I am outside! Her brain expands and contracts against her skull, which tightens like a vise around her temples and above her ears, connecting somewhere in a throbbing lump at the base of her spine. Grunting at the pain, Sally Mae stretches one arm back, grasping Stephanie’s arm to steady herself. Stephanie steps up to take her arm, delicately swings the door closed behind her, and walks forward until Sally Mae, anchored by her motionless feet, yanks her back.

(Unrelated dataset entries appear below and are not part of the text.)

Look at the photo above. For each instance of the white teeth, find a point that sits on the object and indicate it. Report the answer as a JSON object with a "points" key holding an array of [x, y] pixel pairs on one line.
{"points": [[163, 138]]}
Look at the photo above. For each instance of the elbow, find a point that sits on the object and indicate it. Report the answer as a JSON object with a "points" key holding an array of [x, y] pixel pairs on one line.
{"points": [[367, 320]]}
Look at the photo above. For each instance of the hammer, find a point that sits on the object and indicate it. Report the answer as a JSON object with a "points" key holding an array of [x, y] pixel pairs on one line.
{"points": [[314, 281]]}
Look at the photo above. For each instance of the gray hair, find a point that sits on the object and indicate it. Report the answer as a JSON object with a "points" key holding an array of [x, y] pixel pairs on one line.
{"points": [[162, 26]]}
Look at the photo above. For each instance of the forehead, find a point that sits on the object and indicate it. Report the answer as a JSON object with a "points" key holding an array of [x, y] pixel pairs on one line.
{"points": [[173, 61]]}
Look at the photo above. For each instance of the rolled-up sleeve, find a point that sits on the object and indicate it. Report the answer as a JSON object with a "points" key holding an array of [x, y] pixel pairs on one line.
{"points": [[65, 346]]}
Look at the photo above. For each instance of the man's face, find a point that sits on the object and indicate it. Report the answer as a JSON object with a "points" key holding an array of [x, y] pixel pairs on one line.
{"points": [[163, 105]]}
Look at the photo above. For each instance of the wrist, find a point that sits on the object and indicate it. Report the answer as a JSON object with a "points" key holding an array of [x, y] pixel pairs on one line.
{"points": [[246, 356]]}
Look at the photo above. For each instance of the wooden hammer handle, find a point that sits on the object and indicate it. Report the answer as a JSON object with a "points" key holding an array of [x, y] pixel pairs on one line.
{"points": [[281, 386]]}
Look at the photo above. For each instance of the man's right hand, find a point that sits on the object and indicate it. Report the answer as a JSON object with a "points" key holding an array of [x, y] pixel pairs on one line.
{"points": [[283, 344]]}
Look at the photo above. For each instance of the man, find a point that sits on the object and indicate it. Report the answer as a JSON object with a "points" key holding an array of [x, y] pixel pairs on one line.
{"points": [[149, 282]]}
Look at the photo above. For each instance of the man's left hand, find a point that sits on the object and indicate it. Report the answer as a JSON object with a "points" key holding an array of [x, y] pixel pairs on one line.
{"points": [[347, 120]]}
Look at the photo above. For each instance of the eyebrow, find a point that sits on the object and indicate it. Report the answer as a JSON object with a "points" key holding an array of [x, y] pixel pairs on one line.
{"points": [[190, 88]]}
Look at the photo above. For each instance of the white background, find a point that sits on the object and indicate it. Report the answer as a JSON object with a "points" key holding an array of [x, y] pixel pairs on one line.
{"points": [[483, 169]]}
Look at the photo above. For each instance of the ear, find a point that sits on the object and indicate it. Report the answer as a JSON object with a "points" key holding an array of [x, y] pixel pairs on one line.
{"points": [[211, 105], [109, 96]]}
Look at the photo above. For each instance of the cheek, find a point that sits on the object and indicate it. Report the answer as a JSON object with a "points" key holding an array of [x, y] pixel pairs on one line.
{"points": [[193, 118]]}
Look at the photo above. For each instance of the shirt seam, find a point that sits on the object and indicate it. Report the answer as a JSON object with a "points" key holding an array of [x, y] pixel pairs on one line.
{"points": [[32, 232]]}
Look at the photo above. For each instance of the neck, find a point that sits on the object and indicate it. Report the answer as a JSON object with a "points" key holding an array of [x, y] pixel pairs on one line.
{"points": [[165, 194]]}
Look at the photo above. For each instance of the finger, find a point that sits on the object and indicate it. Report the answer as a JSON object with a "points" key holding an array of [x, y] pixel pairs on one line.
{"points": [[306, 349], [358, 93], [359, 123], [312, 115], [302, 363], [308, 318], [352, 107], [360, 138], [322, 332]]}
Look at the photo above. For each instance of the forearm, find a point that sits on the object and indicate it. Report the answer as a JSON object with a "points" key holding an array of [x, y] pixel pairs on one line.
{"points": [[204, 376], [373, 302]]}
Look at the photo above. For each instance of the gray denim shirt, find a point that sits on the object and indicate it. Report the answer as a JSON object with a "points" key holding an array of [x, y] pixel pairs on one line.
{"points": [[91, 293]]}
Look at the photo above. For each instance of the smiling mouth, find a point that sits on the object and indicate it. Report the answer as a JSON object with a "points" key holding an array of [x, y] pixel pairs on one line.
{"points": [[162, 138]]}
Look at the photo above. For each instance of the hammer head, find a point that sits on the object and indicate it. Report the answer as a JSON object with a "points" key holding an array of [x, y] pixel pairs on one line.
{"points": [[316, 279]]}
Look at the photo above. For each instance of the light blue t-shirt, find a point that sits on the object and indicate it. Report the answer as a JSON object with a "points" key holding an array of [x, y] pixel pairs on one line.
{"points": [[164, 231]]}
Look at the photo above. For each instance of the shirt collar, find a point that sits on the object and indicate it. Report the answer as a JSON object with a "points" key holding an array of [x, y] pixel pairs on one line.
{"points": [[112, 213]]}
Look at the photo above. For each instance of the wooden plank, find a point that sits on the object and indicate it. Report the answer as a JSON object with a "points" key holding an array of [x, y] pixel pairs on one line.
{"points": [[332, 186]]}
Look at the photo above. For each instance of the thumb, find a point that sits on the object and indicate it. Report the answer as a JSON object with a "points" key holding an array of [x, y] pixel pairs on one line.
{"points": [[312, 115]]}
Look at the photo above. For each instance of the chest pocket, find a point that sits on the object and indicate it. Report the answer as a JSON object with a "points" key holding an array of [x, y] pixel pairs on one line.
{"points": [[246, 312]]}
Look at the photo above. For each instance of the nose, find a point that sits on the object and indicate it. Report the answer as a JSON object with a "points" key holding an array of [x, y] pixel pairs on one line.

“I—I-I can’t,” Sally Mae stutters, lurching like a tree in a strong wind.

“Can’t what?” Stephanie fights to stanch the tidal wave of panic about to crash into her.

Sally Mae’s slight shoulders tremble, though the night air is comfortable and sweet with deciduous leaves. Trying to remember the self-help books Neil had bought her years ago, Sally Mae internally chants “This is what phobia feels like” and “Facing your fear is the first step toward conquering your fear.” Her eyes seem to be very far away, frozen in an unknown time and place, and her breaths are short and choppy. She’s about to hyperventilate.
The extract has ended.